FEDER, the Spanish Federation for Rare Diseases, is steaming ahead. Its recent success in advocating for a national plan on rare diseases is impressive. FEDER was created in April 1999 and now counts more than 160 members covering the whole Spanish territory.
The 1978 Spanish Constitution established seventeen autonomous regions, to which the management of health services is decentralised. As a consequence, FEDER is also decentralised. Six of the autonomous regions (Cataluña, Madrid, Extremadura, Comunidad Valenciana, País Vasco and Murcia) provide local funds to FEDER, which was therefore able to create four very active branches. The Federation, the headquarters of which are located in Seville, is hoping to create more branches in the future. Having regional branches enables FEDER to work closer to patients and professionals, but also to local governments. But it also makes coordination work necessary between the various branches. To do this, and according to its action plan, FEDER is structuring itself into committees with a board member at their head.
Some activities are specific to branches (for example, studies on quality of life in Burgos, psychological and legal consultations in Seville) and others are centralised (holiday and free time programs; publishing of a magazine every three months; website development; FEDER’s Service of Information and Orientation [SIO]). SIO is a phone and internet helpline dedicated to patients and their families as well as social services professionals. Three social workers and a psychologist provide information on diseases, services available to rare disease patients, and existing support groups. FEDER is also active in raising awareness of rare diseases.
Because of the decentralised structure of the Spanish government, advocacy actions are led at both national and local levels. FEDER tries to participate in local policies to promote studies on rare diseases, registries of patients, build courses for health professionals and encourage measures aiming at improving the life of people living with rare diseases.
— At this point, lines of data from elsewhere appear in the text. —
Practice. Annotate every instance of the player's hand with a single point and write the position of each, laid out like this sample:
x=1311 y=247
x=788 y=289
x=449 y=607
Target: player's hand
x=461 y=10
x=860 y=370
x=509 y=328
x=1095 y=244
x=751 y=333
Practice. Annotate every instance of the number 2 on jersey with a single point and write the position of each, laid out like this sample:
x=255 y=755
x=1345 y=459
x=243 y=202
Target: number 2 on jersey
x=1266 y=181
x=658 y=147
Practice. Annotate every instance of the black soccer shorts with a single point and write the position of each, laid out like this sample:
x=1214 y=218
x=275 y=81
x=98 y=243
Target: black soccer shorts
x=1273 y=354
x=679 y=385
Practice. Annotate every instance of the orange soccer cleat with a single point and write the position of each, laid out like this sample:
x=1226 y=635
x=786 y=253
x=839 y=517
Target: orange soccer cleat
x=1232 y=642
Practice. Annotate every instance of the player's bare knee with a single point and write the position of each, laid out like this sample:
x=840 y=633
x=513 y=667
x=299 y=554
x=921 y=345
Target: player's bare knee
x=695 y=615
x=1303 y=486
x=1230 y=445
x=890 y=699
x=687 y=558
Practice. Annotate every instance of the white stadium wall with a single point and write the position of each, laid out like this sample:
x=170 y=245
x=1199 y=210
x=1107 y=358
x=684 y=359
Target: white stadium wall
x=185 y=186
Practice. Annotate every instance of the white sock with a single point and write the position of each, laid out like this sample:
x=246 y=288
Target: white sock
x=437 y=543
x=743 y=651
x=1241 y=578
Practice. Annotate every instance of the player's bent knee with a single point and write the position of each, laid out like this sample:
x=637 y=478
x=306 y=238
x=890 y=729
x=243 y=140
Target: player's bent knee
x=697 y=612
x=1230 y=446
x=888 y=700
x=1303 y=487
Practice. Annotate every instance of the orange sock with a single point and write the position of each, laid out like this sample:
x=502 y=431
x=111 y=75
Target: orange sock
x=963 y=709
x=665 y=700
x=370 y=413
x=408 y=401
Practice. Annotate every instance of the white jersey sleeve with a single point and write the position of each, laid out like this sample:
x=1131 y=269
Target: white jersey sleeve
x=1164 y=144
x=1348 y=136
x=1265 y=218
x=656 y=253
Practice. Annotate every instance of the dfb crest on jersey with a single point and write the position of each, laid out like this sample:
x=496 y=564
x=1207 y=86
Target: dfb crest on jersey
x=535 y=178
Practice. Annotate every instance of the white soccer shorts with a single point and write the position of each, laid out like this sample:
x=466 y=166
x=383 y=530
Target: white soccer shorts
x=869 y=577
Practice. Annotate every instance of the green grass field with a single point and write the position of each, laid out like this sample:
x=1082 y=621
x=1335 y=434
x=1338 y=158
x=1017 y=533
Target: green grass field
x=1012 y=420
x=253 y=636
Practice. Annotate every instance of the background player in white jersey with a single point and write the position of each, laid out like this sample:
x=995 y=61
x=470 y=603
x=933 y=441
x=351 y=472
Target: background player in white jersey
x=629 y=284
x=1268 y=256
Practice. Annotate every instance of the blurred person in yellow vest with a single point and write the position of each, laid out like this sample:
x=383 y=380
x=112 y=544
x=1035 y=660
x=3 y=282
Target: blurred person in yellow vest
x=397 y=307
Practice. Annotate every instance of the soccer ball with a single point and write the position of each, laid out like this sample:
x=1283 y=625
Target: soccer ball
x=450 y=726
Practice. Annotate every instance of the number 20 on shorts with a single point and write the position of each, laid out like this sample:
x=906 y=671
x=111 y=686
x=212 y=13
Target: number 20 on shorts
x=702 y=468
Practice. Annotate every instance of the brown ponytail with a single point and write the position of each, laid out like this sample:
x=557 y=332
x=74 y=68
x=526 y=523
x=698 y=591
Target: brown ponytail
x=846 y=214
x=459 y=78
But it is at the national level that FEDER has been the most visible recently, with the organisation of the First National Conference on Rare Diseases, held in Madrid in November 2005. ‘The conference was a huge success,’ says Rosa Sanchez de Vega, Vice-president of FEDER and Board member of Eurordis. An extensive communication campaign was set up prior to the conference; it included press notes, a press conference, a press file, numerous flyers and documentation, as well as interviews. FEDER chose to centre the conference on the need for a National Plan for Rare Diseases. The Federation came up with a proposal for a plan along ten strategic lines (similar to the plan adopted by France early 2005). FEDER’s President, Moisés Abascal, says that ‘it will be complicated to have seventeen different health systems agree and work together, [which is why] the plan will need to define quality standards in order to ensure cohesion in the system.’ Straight after the conference, FEDER decided to strike while the iron was hot and continued its discussions with the Spanish Rare Disease Research Institute, the Ministry for Health, and the Ministry for Employment and Social Matters (which is building the medico-social centre of reference for rare disease patients in Burgos, a centre that FEDER had been advocating for for many years). ‘It is urgent we reach a political compromise to fight these pathologies,’ says Moisés Abascal. ‘Patients will keep dying while there is no concrete plan to help families affected.’
On 21 February, Ignacio del Burgo, a senator of the Popular Party, presented a proposal to set up a working group on rare diseases to give the national plan a head start. The proposal was unanimously approved by all political parties represented in the Senate. ‘We must congratulate ourselves for this huge step forward,’ says Rosa Sanchez de Vega. ‘We now need to set up the working group to gather our needs and present them to the Congress for approval.’
Currently FEDER is advocating for an Action Plan for Rare Diseases, according to the Recommendations from the Report issued by the Spanish Senate Commission, based in a study on the special situation of people living with rare diseases in Spain.
With this national plan and the Telethon project FEDER is also advocating for, the Federation has a lot on its plate. Rare disease patients in Spain can rest assured their interests are well looked after!